Eigenschapsnamen en -waarden zijn beperkt tot ASCII-tekens, dus de lengte van de tekenreeksen is gelijk aan de grootte in bytes.
Anti-adresvervalsingseigenschappen
Om adresvervalsing van apparaten in apparaat-naar-cloud-berichten te voorkomen, worden alle berichten gestempeld met de volgende eigenschappen:
- iothub-connection-device-id
- iothub-connection-auth-generation-id
- iothub-connection-auth-method
De eerste twee bevatten de deviceId en generationId van het oorspronkelijke apparaat, volgens de eigenschappen van de apparaat-id.

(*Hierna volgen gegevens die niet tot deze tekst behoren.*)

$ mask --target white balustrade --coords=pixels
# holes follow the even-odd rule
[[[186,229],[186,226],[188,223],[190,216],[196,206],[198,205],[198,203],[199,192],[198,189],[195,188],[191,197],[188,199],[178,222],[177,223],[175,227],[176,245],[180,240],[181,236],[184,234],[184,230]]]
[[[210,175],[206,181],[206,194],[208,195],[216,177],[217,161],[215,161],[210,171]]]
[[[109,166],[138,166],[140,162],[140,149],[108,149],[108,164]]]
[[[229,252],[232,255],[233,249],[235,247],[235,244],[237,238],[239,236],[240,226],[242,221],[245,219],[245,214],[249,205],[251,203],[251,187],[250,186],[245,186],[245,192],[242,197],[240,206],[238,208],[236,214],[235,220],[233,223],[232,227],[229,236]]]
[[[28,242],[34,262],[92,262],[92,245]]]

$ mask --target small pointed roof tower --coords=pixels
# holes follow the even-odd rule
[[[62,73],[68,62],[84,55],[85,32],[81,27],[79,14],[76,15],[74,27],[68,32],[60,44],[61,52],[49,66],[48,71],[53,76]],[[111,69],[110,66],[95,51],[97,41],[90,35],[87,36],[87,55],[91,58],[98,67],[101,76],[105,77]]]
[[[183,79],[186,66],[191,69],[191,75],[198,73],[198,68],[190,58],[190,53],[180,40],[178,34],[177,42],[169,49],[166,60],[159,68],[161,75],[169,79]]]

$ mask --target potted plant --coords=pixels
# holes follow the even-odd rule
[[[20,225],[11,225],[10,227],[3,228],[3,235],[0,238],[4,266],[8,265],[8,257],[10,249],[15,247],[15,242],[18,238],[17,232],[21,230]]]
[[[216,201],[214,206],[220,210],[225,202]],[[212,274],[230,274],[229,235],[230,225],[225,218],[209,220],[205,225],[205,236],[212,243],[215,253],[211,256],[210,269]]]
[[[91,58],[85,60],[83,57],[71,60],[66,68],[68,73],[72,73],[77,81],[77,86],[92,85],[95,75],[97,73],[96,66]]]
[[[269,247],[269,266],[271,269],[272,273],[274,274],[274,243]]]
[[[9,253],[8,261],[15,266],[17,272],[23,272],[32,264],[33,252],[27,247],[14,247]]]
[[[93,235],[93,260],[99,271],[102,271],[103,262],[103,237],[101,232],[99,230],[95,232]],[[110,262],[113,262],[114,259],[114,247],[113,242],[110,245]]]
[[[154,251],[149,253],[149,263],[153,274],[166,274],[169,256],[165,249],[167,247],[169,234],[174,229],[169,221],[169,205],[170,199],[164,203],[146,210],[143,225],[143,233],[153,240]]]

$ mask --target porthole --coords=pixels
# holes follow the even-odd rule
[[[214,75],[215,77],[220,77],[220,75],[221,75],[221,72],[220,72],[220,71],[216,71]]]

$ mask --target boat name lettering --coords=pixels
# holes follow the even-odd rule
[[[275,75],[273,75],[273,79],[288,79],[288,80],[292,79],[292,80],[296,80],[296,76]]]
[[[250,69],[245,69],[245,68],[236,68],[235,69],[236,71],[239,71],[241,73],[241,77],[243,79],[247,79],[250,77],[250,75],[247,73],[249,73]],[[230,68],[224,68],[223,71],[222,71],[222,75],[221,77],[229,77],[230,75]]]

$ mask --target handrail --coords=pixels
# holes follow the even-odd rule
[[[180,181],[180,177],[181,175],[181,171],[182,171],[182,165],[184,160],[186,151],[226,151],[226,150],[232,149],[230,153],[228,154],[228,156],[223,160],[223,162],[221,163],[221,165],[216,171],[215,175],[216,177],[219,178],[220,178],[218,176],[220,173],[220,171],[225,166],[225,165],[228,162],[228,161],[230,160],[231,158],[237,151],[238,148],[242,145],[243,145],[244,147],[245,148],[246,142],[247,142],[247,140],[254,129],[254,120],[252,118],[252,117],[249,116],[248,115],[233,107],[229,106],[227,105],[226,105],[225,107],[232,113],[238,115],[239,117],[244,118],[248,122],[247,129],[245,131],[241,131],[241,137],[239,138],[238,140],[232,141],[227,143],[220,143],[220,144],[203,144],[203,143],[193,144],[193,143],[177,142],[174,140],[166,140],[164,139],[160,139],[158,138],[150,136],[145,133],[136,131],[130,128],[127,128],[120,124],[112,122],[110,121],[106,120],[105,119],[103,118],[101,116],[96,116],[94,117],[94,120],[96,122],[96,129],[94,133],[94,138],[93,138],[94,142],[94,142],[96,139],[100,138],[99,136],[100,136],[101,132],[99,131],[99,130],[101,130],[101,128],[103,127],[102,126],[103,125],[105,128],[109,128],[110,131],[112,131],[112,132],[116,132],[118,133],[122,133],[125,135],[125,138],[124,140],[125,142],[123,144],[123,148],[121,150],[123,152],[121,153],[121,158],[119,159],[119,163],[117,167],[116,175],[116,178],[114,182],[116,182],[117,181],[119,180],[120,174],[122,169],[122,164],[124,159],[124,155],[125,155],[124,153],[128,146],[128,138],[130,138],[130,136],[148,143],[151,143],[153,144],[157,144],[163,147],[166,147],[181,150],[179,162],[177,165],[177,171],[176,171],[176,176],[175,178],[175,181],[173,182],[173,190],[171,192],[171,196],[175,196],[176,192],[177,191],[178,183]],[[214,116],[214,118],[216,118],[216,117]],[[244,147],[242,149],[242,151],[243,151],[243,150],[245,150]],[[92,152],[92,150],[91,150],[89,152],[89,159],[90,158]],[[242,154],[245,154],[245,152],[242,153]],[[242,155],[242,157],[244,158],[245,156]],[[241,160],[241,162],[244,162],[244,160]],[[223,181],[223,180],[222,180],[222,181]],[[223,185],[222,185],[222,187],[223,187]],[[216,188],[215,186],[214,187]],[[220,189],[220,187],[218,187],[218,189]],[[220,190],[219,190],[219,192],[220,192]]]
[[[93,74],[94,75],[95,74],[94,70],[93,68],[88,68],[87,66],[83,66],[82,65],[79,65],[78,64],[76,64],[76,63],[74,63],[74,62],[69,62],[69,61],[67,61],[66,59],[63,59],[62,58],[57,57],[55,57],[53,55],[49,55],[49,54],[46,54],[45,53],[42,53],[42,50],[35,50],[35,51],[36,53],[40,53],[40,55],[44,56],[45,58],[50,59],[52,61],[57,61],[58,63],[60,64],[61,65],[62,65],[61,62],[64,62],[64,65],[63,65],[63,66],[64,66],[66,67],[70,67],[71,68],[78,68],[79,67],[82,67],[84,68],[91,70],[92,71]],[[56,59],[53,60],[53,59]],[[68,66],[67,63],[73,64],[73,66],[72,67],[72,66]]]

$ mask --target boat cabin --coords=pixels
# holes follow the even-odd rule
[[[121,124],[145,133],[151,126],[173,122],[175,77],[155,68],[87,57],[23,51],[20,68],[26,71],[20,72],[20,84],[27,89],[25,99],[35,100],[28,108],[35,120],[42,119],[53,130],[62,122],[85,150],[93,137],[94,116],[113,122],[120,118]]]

De eigenschap iothub-connection-auth-method bevat een geserialiseerd JSON-object met de volgende eigenschappen:
{
"scope": "{ hub | device | module }",
"type": "{ symkey | sas | x509 }",
"issuer": "iothub"
}
Volgende stappen
- Zie Quota en beperking van IoT Hub voor informatie over berichtgroottelimieten in IoT Hub.
- Zie de quickstarts voor informatie over het maken en lezen van IoT Hub-berichten in verschillende programmeertalen.
- Zie gebeurtenisschema's voor niet-telemetrie die door IoT Hub worden gegenereerd voor meer informatie over de structuur van niet-telemetriegebeurtenissen die door IoT Hub worden gegenereerd.